Le Conservatoire de musique de Genève marche sur des œufs. Appelée à assainir les finances, la nouvelle administratrice, qui a naguère dirigé une clinique privée, n'a pas porté satisfaction. «Jeannette André est venue avec des compétences certaines, mais nous avons divergé sur sa méthode et sa manière de faire, explique Jean Grosfillier, président du conseil de fondation, qui assure une mission de suppléance. On ne dirige pas un conservatoire comme un hôpital.» Le mandat, entré en vigueur en septembre 2002, s'achève au 31 août.

Le Conservatoire croyait pourtant avoir déniché l'oiseau rare pour résoudre ses problèmes budgétaires, rencontrés depuis une dizaine d'années (lire Le Temps du 13 mars). En effet, en raison de taxes d'écolage impayées et d'une comptabilité peu rigoureuse, les arriérés se montaient à 3 millions de francs en 2001. Une moitié de cette somme a pu être récupérée. Mais l'essentiel reste à faire, d'autant que le système informatique doit être révisé et que le personnel administratif est en sous-effectif.

L'établissement avait fondé de grands espoirs sur cette personne – que nous n'avons pu joindre –, débusquée par un chasseur de têtes au printemps 2002. Du côté du corps enseignant, la méfiance n'a cessé de croître, surtout après le licenciement brutal, fin janvier, de quatre membres de l'administration, alors même que la nouvelle responsable procédait à des engagements contestés. Cartel et syndicat ont exigé que le Département de l'instruction publique (DIP) intervienne, protestant par ailleurs contre le non-respect des statuts du personnel et l'inertie de la direction qui n'a pas cherché à reclasser les licenciés à l'interne. Conséquence: le Service de surveillance des fondations du DIP s'est rendu au Conservatoire et doit remettre prochainement un audit portant sur la gestion de la maison.

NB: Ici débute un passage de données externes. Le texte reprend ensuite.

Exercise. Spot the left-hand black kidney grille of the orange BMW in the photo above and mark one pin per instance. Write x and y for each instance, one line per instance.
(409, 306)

«Pour un poste qui n'existait pas»

Dans les couloirs, on s'étonne qu'un employé temporaire ait été remercié par le conseil de fondation, le 12 juillet, trois mois après son arrivée. «Cette personne avait été engagée par Mme André pour un poste qui n'existait pas, souligne Jean Grosfillier. Ses compétences ne sont aucunement remises en cause.» Et d'expliquer que la nouvelle administratrice a pris des décisions sans consultation, d'où les divergences. Le 13 mai, le personnel apprend par une lettre de la direction que l'administratrice est «absente pour maladie». «La direction invoque cette histoire de congé maladie pour que les choses se terminent en douceur», commente Gérard Desmeules, président du Cartel des enseignants de la Fédération genevoise des écoles de musique.

Le Conservatoire a tout intérêt à rétablir la situation s'il veut s'intégrer au mieux dans la future Haute Ecole romande de musique et réussir sa réforme de l'enseignement musical de base. Lors d'une réunion en juin dernier, le conseiller d'Etat Charles Beer a insisté sur «l'importance de suivre la gestion quotidienne en priorité». Plusieurs mesures ont été prises. «Je viens de préparer six à sept cahiers des charges alors que les mandats n'étaient pas clairement définis, affirme Jean Grosfillier. Nous avons engagé un comptable il y a trois mois. Nous avons donné officiellement les pleins pouvoirs à Doris Vasey qui dirige désormais l'Ecole de musique (la section non professionnelle). Nous cherchons un adjoint pour la seconder. Enfin, nous allons repourvoir un poste pour traiter du contentieux et de la facturation.» Entre ses difficultés internes et la fastidieuse chasse aux arriérés de taxes d'écolage, l'institution n'est pas au bout de ses peines.